Six-Count Jive is a brave and honest book, one which I hope will not only be enjoyed as poetry, but also give encouragement to women recovering from similar experiences. Rosie Johnston dedicates it to everyone with PTSD, “especially those of us traumatised in our own homes.”‘

Setareh Franklin for Thanet Writers

‘There is a fragility to the images used within Six-Count Jive, as well as natural imagery. One of my favourite lines within the collection is an example of the latter, when Johnston writes, “She lives in a glacier,” which perfectly reflects the main character’s isolation.

Six-Count Jive creates some order in writing out of the chaos of life. It also feels very healing, as writing often can be. It’s good that this collection came out of such a subject matter. It was brave of Johnston to write this collection.
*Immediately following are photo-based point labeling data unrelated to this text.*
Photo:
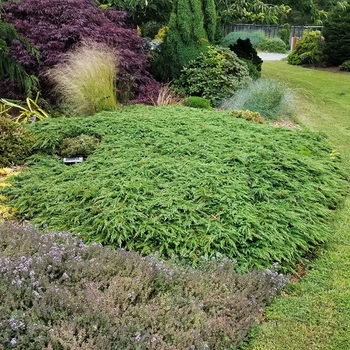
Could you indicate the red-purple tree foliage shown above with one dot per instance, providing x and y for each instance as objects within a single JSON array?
[{"x": 56, "y": 26}]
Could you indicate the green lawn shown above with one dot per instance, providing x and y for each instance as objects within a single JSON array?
[{"x": 315, "y": 313}]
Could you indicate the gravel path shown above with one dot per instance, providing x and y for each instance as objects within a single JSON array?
[{"x": 267, "y": 56}]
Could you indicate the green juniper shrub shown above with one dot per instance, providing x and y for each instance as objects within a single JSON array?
[
  {"x": 249, "y": 115},
  {"x": 254, "y": 37},
  {"x": 267, "y": 97},
  {"x": 308, "y": 50},
  {"x": 59, "y": 293},
  {"x": 16, "y": 142},
  {"x": 345, "y": 66},
  {"x": 185, "y": 182},
  {"x": 197, "y": 102},
  {"x": 80, "y": 146},
  {"x": 245, "y": 51},
  {"x": 272, "y": 45},
  {"x": 213, "y": 75}
]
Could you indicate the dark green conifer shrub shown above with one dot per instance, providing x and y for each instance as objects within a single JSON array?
[
  {"x": 308, "y": 50},
  {"x": 16, "y": 142},
  {"x": 245, "y": 51},
  {"x": 214, "y": 75},
  {"x": 336, "y": 32},
  {"x": 80, "y": 146}
]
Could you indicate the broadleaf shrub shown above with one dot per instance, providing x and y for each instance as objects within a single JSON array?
[
  {"x": 57, "y": 26},
  {"x": 214, "y": 75},
  {"x": 58, "y": 293},
  {"x": 80, "y": 146},
  {"x": 254, "y": 37},
  {"x": 308, "y": 50},
  {"x": 16, "y": 142},
  {"x": 267, "y": 97},
  {"x": 185, "y": 182},
  {"x": 272, "y": 45}
]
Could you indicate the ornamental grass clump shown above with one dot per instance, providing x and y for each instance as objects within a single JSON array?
[
  {"x": 267, "y": 97},
  {"x": 86, "y": 80},
  {"x": 58, "y": 293}
]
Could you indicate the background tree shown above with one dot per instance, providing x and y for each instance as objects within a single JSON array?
[
  {"x": 191, "y": 29},
  {"x": 336, "y": 31}
]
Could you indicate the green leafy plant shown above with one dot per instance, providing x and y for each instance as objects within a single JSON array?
[
  {"x": 192, "y": 28},
  {"x": 249, "y": 115},
  {"x": 272, "y": 45},
  {"x": 59, "y": 293},
  {"x": 214, "y": 75},
  {"x": 85, "y": 81},
  {"x": 166, "y": 96},
  {"x": 308, "y": 50},
  {"x": 80, "y": 146},
  {"x": 267, "y": 97},
  {"x": 27, "y": 112},
  {"x": 197, "y": 102},
  {"x": 185, "y": 182},
  {"x": 16, "y": 142}
]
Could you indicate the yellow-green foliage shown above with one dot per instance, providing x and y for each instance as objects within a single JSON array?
[
  {"x": 161, "y": 33},
  {"x": 86, "y": 80}
]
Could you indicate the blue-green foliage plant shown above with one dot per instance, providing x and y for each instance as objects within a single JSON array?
[
  {"x": 213, "y": 75},
  {"x": 272, "y": 45},
  {"x": 268, "y": 97},
  {"x": 59, "y": 291},
  {"x": 185, "y": 182}
]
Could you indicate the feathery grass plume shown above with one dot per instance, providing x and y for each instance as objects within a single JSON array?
[
  {"x": 86, "y": 80},
  {"x": 267, "y": 97}
]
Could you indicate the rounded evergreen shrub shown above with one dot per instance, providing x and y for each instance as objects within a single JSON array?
[
  {"x": 254, "y": 37},
  {"x": 336, "y": 31},
  {"x": 308, "y": 50},
  {"x": 16, "y": 142},
  {"x": 272, "y": 45},
  {"x": 245, "y": 51},
  {"x": 214, "y": 75}
]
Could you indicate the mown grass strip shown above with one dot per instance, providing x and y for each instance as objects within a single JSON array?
[{"x": 314, "y": 314}]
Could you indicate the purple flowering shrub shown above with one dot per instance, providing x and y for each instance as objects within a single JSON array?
[
  {"x": 57, "y": 26},
  {"x": 58, "y": 293}
]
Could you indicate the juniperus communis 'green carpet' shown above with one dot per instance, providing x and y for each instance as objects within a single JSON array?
[{"x": 187, "y": 182}]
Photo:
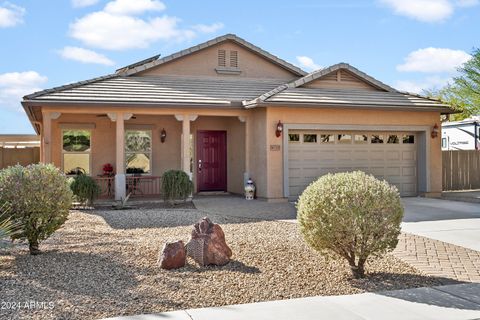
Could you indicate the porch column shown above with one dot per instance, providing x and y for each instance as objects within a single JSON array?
[
  {"x": 120, "y": 180},
  {"x": 47, "y": 134},
  {"x": 185, "y": 141},
  {"x": 185, "y": 154}
]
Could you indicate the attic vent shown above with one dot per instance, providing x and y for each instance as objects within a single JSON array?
[
  {"x": 222, "y": 58},
  {"x": 234, "y": 59}
]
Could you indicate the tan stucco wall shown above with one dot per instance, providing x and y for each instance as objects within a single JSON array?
[
  {"x": 274, "y": 172},
  {"x": 204, "y": 62},
  {"x": 165, "y": 156},
  {"x": 235, "y": 147}
]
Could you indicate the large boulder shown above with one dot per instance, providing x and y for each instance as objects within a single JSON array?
[
  {"x": 173, "y": 255},
  {"x": 207, "y": 244}
]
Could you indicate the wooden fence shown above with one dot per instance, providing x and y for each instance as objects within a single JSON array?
[
  {"x": 461, "y": 170},
  {"x": 23, "y": 156}
]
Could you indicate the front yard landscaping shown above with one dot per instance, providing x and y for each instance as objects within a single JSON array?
[{"x": 103, "y": 263}]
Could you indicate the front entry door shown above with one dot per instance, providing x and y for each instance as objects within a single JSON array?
[{"x": 212, "y": 160}]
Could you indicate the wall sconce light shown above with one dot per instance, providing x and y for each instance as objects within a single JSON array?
[
  {"x": 435, "y": 130},
  {"x": 279, "y": 130},
  {"x": 163, "y": 135}
]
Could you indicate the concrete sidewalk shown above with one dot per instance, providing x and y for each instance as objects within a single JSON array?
[{"x": 453, "y": 302}]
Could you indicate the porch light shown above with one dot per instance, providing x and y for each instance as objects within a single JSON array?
[
  {"x": 279, "y": 130},
  {"x": 434, "y": 133},
  {"x": 163, "y": 135}
]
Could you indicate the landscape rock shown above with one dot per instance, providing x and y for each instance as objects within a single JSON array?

The lasting image of Six-Count Jive, the title idea of the jive—mentioned twice in the book—is it’s final, strongest, parting idea; despite everything covered in the collection, the reader is left with the idea of a dance, something joyful and freeing.’

Derek Sellen for The Poetry Shed

‘The choice of seventeen-syllable stanzas is far from limiting; one of the wonders of this book is the variety and nuance which she imparts in such small packets of verse. These are not ‘haiku’ as such but, like the haiku, they are spare and densely significant, the carriers of reverberations and tensions it is important not to miss. She has used this form before in previous collections and her control of it is impressive.’